Nous avons posé comme postulat que les productions écrites et les productions orales ont globalement la même grammaire, avec des sous-systèmes partiellement distincts et surtout des fréquences de réalisation très différentes. (Blanche-Benveniste, 2008a, p. 306)

En effet, leurs témoignages montrent qu’ils n’ont pas la même attitude quand ils écrivent ou quand ils parlent.
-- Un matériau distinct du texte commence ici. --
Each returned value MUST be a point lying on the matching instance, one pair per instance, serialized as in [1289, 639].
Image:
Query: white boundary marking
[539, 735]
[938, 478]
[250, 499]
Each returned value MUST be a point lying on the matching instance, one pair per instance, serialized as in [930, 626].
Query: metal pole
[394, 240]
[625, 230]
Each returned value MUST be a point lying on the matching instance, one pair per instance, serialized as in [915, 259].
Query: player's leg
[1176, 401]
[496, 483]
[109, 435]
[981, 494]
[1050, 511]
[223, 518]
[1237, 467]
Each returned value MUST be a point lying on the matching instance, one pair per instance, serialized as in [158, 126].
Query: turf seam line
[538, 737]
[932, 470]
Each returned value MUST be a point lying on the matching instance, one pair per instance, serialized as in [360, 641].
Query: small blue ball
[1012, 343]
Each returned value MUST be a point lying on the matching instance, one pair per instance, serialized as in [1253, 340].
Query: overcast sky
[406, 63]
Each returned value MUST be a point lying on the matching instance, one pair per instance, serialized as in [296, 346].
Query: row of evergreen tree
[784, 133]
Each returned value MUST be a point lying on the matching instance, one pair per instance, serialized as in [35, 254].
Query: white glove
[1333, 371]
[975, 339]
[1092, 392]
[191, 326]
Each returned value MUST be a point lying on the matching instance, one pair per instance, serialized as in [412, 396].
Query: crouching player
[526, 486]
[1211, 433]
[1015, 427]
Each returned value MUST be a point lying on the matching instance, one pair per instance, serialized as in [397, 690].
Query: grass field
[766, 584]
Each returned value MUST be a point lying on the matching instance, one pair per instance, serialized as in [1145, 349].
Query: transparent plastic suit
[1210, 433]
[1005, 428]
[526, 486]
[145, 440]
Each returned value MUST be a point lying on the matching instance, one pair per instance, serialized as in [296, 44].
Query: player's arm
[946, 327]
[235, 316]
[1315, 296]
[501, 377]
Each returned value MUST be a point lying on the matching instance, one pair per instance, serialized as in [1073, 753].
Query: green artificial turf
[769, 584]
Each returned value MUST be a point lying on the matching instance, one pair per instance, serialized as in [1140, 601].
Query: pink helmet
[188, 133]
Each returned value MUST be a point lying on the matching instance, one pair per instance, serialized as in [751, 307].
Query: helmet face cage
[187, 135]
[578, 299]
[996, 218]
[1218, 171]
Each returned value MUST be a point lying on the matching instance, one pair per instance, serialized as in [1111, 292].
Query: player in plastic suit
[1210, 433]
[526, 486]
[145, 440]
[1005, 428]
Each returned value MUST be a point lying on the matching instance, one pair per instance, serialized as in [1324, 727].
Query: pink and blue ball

Ils savent que le « ne » de négation appartient à l’écrit (doc. 7) :

Ils ont conscience que l’oral et l’écrit ne traitent pas de la même façon les accords (doc. 8) :

8. Réponse de Paul (10 ans)

L’orthographe est leur préoccupation majeure car l’écrit ajoute des « pièges », comme le laisse aussi entrevoir le document précédent. Dans un cas, il ne faut pas écrire tout ce qui s’entend (cas du /z/ de liaison exemple : les enfants, doc. 9) et dans l’autre, on écrit ce qu’on n’entend pas (cas des lettres muettes, doc. 10) :

9. Réponse d’Alexandre (10 ans)

10. Réponse de Romain (10 ans)

Comme les enseignants (cf. I.1.2), les élèves ont de la langue écrite une représentation plus « noble », plus « digne » que de la langue orale :

Pour les élèves, on n’écrit pas comme on parle, ce qui conforte l’idée qu’il n’y a pas une seule et unique compétence de langage, qu’on ne peut pas se fonder uniquement sur leur compétence à produire de l’oral spontané pour écrire. Le témoignage suivant indique que cette différence irait même jusqu’à toucher les catégories grammaticales employées :

12. Réponse d’Inès (10 ans)

Pour vérifier les réponses obtenues, j’ai proposé, à la fin du questionnaire, l’exemple suivant, relativement complexe : avec deux relatives et un participe présent. Cet énoncé est un exemple attesté, prononcé par un élève de 10 ans dans une situation de parodie. La question était ainsi formulée : « Dirais-tu ? » :

(1) l’éolienne est une tour qui sert à produire de l’électricité en utilisant une énergie renouvelable qui est le vent

La réponse a été massivement « non ». La justification demandée : « si tu ne le dis pas, alors qui le dirait ? » a apporté des informations sur la représentation que les élèves ont de la langue parlée : selon eux, il n’y a que des scientifiques ou certains adultes « cultivés » (leurs parents ou leur enseignant) qui peuvent parler ainsi. Ils ont une assez mauvaise intuition de ce qu’ils produisent, comme beaucoup d’adultes. Or cette variété de langue orale fait partie de la compétence linguistique des enfants, comme nous allons le voir.